A proposito di enigmi, non posso non chiederle di Dan Brown.

«Il vero inferno è stato leggerlo».

Nemmeno la trasposizione cinematografia le è piaciuta?

«Ho rimpianto i tempi in cui Ron Howard era semplicemente Richie Cunningham».

Dante guardava Happy Days?

«Non mi perdevo una puntata, ho imparato più da Fonzie che da Virgilio».

E oggi che guarda?

«Le serie tv come tutti. Sa, in fondo la Commedia era una serie tv, o come mi ha detto Dino Risi: il primo film a episodi della storia».

E come mai Risi non ha mai pensato di girarlo?

«Mi ha detto: senza un ombrellone, un sorpasso o Peppino di Capri che sfizio c’è?».

Però c’erano i difetti come ne I mostri. Ma il suo film italiano preferito?

«Il Sorpasso, che domande, sembriamo io e Virgilio, solo che noi abbiamo più comparse e camei di grandi attori».

Invece di comparse che giocano a fare i grandi attori adesso il mondo ne è pieno. C’è qualcuno che le interessa?

«Michel Houellebecq».

E come mai?

«Ha ancora immaginazione, poi gli svolgimenti non reggono il pensiero iniziale, ma almeno prova a scavalcare la normalità».

E un italiano?

«Patrizia Valduga, mi ha fatto scoprire inferni e paradisi della carne finora inesplorati. Solo Andrea Pazienza mi aveva turbato così, tra l’altro citandomi: utilizzò “la bocca sollevò dal fiero pasto”, solo che “quel peccator” si sdoppiò, c’erano due donne che amoreggiavano, baciandosi a sud dei loro corpi, una soluzione alla quale non avevo pensato».

Restando ai mondi inesplorati, segue la politica italiana?

«La vostra crisi di governo a gennaio mi ha fatto perdere tutte le nuove uscite di Netflix».

È ironico?

«Naturalmente, non potevo perdermi Fran Lebowitz per un Draghi, sa, noi qua, come per i vecchi satellitari, possiamo scegliere solo una fascia oraria per collegarci».

Immagino che invece la domenica siate tutti collegati per l’Angelus di papa Francesco.

«In verità credo che abbiano eletto l’argentino sbagliato, e da quando Maradona è arrivato qui da noi ne ho avuto conferma».

E i due papi?

«Il film?
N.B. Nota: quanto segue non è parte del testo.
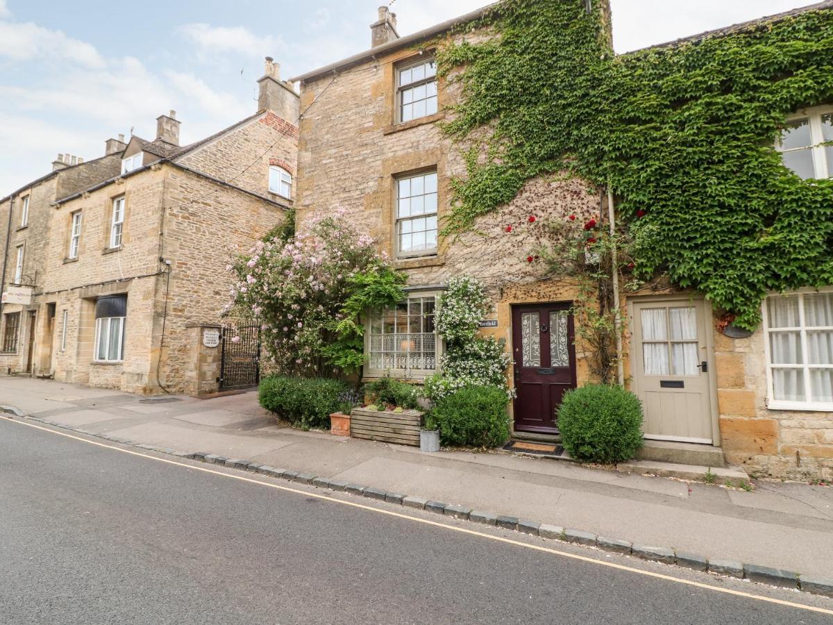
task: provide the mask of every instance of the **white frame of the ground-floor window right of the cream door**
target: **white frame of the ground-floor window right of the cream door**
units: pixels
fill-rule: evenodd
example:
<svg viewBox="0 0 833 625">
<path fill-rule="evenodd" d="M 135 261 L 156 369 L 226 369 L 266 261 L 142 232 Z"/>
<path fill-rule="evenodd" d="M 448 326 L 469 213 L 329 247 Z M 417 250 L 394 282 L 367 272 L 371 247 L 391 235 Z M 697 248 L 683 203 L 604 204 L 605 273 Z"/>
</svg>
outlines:
<svg viewBox="0 0 833 625">
<path fill-rule="evenodd" d="M 830 365 L 820 365 L 820 364 L 811 364 L 808 362 L 808 344 L 807 344 L 807 326 L 804 321 L 804 296 L 805 295 L 813 295 L 816 293 L 833 293 L 833 288 L 822 288 L 822 289 L 815 289 L 815 288 L 802 288 L 797 291 L 793 291 L 790 293 L 769 293 L 767 298 L 776 298 L 776 297 L 796 297 L 798 299 L 798 314 L 799 314 L 799 325 L 796 328 L 770 328 L 770 319 L 769 313 L 766 306 L 766 299 L 762 305 L 762 316 L 764 322 L 764 352 L 766 353 L 766 407 L 770 410 L 812 410 L 816 412 L 833 412 L 833 402 L 811 402 L 809 400 L 803 402 L 794 402 L 788 401 L 784 399 L 776 399 L 775 398 L 775 386 L 773 383 L 773 376 L 772 376 L 772 369 L 786 369 L 786 368 L 796 368 L 801 369 L 804 373 L 804 396 L 805 398 L 811 397 L 811 381 L 810 381 L 810 369 L 819 369 L 819 368 L 833 368 L 833 363 Z M 815 326 L 811 328 L 812 330 L 833 330 L 833 326 L 827 327 L 819 327 L 816 328 Z M 790 365 L 790 364 L 772 364 L 772 356 L 771 356 L 771 348 L 770 348 L 770 334 L 773 332 L 798 332 L 801 335 L 801 364 Z"/>
</svg>

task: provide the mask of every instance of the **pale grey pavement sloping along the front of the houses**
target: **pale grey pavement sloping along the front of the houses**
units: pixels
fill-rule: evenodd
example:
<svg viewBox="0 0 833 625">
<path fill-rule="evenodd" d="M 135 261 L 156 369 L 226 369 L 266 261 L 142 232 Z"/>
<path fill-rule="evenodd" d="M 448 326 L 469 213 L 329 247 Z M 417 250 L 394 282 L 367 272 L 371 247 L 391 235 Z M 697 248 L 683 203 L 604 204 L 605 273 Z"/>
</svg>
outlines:
<svg viewBox="0 0 833 625">
<path fill-rule="evenodd" d="M 833 577 L 833 488 L 755 482 L 754 492 L 588 468 L 550 458 L 410 448 L 277 423 L 257 393 L 140 398 L 0 378 L 0 405 L 161 448 L 213 453 L 496 514 Z"/>
</svg>

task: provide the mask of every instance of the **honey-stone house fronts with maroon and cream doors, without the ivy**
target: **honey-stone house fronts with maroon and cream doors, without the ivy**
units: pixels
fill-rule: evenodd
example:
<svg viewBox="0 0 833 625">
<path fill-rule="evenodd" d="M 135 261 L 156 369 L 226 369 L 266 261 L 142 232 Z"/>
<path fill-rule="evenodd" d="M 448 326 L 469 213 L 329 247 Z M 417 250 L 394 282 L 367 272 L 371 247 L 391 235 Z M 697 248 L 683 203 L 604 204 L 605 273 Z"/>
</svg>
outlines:
<svg viewBox="0 0 833 625">
<path fill-rule="evenodd" d="M 601 5 L 609 18 L 609 7 Z M 473 26 L 484 10 L 399 37 L 396 15 L 382 7 L 371 26 L 372 47 L 292 79 L 301 83 L 302 107 L 309 107 L 301 122 L 297 219 L 347 208 L 408 274 L 407 303 L 368 323 L 367 378 L 418 382 L 435 373 L 441 338 L 424 321 L 426 313 L 451 277 L 484 281 L 494 310 L 483 332 L 503 339 L 515 360 L 509 372 L 518 394 L 514 434 L 551 440 L 561 395 L 591 381 L 591 354 L 575 340 L 576 283 L 537 278 L 525 258 L 531 239 L 523 228 L 510 234 L 506 227 L 530 216 L 600 219 L 608 208 L 605 195 L 580 179 L 537 178 L 511 203 L 478 218 L 470 232 L 438 237 L 451 178 L 465 176 L 466 164 L 436 125 L 459 92 L 436 77 L 432 53 L 444 37 L 486 37 Z M 461 24 L 467 28 L 455 29 Z M 600 49 L 608 43 L 600 40 Z M 806 114 L 816 128 L 826 113 Z M 669 288 L 625 304 L 631 324 L 625 378 L 645 407 L 646 458 L 711 466 L 726 459 L 776 476 L 833 477 L 831 391 L 786 391 L 785 374 L 766 347 L 781 328 L 806 333 L 809 310 L 816 320 L 833 314 L 833 292 L 773 294 L 764 303 L 764 328 L 741 338 L 718 330 L 699 293 Z M 800 323 L 799 310 L 805 311 Z M 796 323 L 801 328 L 792 328 Z M 826 323 L 833 326 L 833 317 Z M 828 369 L 804 373 L 826 375 L 833 365 L 827 358 Z"/>
</svg>

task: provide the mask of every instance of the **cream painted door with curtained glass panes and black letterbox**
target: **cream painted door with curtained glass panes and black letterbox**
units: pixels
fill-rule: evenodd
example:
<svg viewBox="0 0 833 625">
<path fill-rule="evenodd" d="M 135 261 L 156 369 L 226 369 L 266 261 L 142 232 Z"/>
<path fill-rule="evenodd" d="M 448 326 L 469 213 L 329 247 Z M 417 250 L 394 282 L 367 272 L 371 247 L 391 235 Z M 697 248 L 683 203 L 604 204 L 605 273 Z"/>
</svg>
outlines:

Non l’ho visto».

No, dico i due papi veri.

«Guardi hanno scelto questo bipolarismo degno del contemporaneo: il pensiero recluso e l’immagine accattivante sui social».

Non la sento convinto.

«Io sono per il kolossal, sempre».

Ma lei ora dove torna: paradiso, purgatorio o inferno?

«Il posto che li riassume in pochi chilometri quadrati: Miami».